‘A scalpel not a blunderbuss’
Just as scientists were holding out hope of using new methods to develop plants more tolerant to extremes of heat as a partial solution to global warming, the EU this week ruled that new techniques such as gene editing should fall under the same restrictions as transgenic genetically modified organisms (GMOS).
In the early stages of genetic manipulation genes had been introduced to plants from different species – but recent refinements of GM techniques have given scientists the ability to switch on and off individual genes already present in a plant’s genetic code.
Comparing this to using a scalpel rather than a blunderbuss, scientists had hope that the new techniques would offer plant breeders and others working in the field a quicker means of reaching a breeding goals which might take many decades using expensive and timeconsuming conventional techniques.
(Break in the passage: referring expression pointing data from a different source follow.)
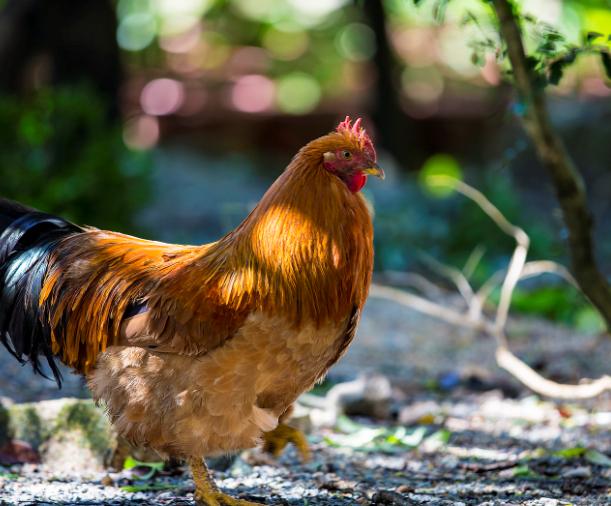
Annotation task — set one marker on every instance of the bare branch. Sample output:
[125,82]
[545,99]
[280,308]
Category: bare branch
[474,319]
[539,384]
[424,306]
[453,274]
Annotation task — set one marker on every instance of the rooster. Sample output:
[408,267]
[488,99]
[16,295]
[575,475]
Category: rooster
[201,350]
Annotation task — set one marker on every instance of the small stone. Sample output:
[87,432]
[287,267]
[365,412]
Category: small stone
[405,489]
[578,472]
[390,498]
[107,481]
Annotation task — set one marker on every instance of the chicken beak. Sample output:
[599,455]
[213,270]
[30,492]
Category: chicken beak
[374,170]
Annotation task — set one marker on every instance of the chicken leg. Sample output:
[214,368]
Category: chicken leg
[206,491]
[276,440]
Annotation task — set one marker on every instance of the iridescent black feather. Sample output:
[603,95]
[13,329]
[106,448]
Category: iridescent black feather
[27,239]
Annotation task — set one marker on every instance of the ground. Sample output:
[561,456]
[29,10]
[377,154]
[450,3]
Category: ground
[435,423]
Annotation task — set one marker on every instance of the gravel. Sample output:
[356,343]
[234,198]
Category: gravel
[501,445]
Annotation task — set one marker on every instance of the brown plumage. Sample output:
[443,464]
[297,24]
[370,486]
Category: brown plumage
[229,333]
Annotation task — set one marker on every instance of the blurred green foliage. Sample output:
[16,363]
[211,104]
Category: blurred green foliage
[450,229]
[61,155]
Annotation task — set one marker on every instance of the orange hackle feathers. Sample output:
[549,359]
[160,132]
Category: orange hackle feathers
[304,253]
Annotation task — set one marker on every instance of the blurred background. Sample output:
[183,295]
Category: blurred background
[170,118]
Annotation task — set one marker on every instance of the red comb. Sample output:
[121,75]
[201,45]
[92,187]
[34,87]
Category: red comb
[355,129]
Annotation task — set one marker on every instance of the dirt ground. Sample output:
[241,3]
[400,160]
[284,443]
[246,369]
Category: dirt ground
[436,423]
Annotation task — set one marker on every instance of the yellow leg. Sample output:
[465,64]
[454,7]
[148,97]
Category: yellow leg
[276,440]
[206,491]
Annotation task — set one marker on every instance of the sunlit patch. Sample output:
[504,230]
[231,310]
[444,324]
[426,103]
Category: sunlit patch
[490,71]
[439,175]
[141,132]
[314,11]
[424,86]
[253,93]
[136,31]
[196,98]
[161,97]
[285,44]
[248,60]
[182,42]
[298,93]
[356,42]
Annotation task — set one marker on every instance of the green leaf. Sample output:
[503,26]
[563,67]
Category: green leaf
[131,463]
[148,487]
[570,453]
[522,471]
[595,457]
[592,36]
[606,60]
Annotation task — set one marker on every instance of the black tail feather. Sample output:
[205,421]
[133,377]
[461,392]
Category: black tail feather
[27,239]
However this week the European Court of Justice ruled that gene-edited crops should be regulated in the same way as conventionally genetically modified organisms. This means that GMO legislation which came into effect in 2001 to regulate the planting and sale of such crops in the EU will now include those produced by means such as gene editing - sinking hopes that they would benefit from a more relaxed attitude.
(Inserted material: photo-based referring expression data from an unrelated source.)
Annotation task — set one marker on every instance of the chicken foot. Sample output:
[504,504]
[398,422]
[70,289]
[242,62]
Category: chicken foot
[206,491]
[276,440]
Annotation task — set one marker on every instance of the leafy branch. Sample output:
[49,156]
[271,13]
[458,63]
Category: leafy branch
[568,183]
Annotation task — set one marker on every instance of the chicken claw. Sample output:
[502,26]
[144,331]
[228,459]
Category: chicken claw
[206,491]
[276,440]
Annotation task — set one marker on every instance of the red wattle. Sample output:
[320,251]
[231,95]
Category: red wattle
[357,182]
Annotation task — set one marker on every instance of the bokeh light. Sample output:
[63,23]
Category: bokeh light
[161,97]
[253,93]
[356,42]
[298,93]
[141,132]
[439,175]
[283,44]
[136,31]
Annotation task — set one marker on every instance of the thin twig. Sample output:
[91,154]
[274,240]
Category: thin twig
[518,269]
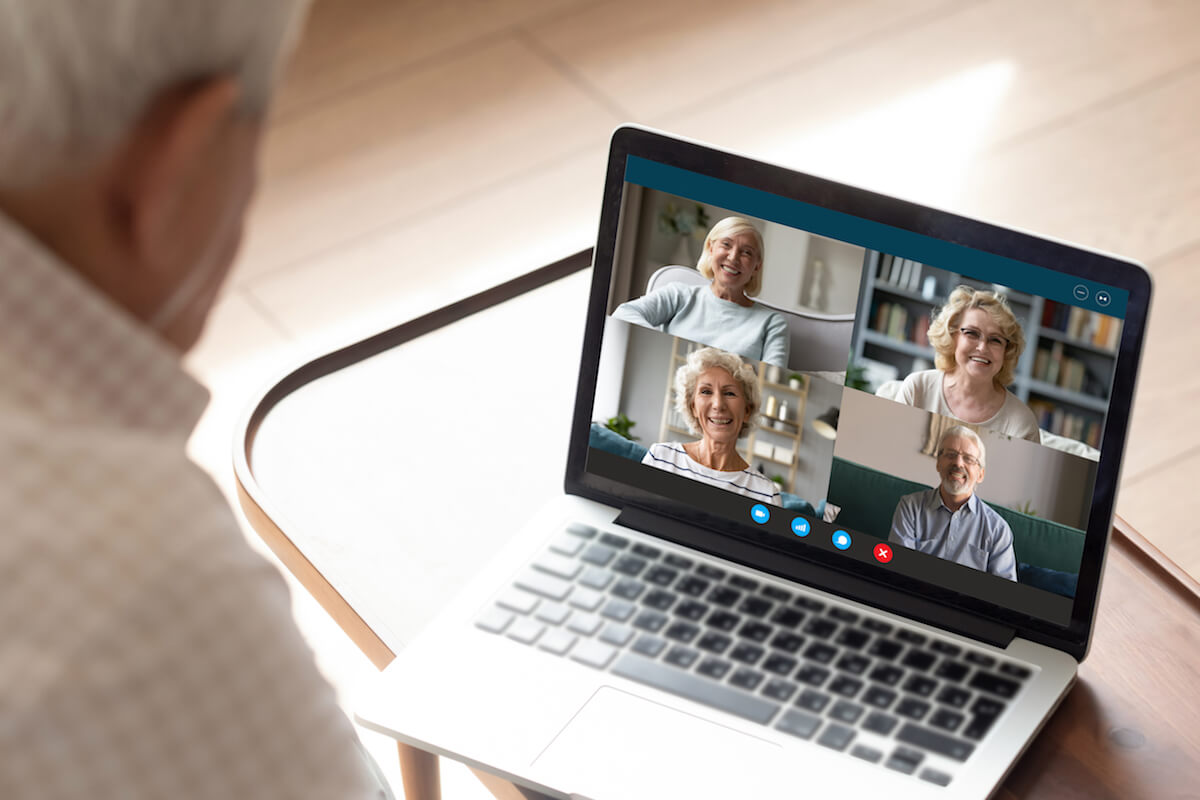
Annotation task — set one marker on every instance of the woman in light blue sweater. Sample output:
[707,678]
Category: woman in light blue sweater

The European farming union’s umbrella group, Copa, said that it regretted that such an approach was being taken to what they described as a safe technique which could knock years off breeding programmes: “EU farmers are facing many challenges like extreme weather conditions and price volatility and therefore they need the availability of improved breeding techniques.”
And scientists warned that companies investing in gene editing and other such techniques were now likely to move somewhere else, along with the anyresearchersworkingin the field.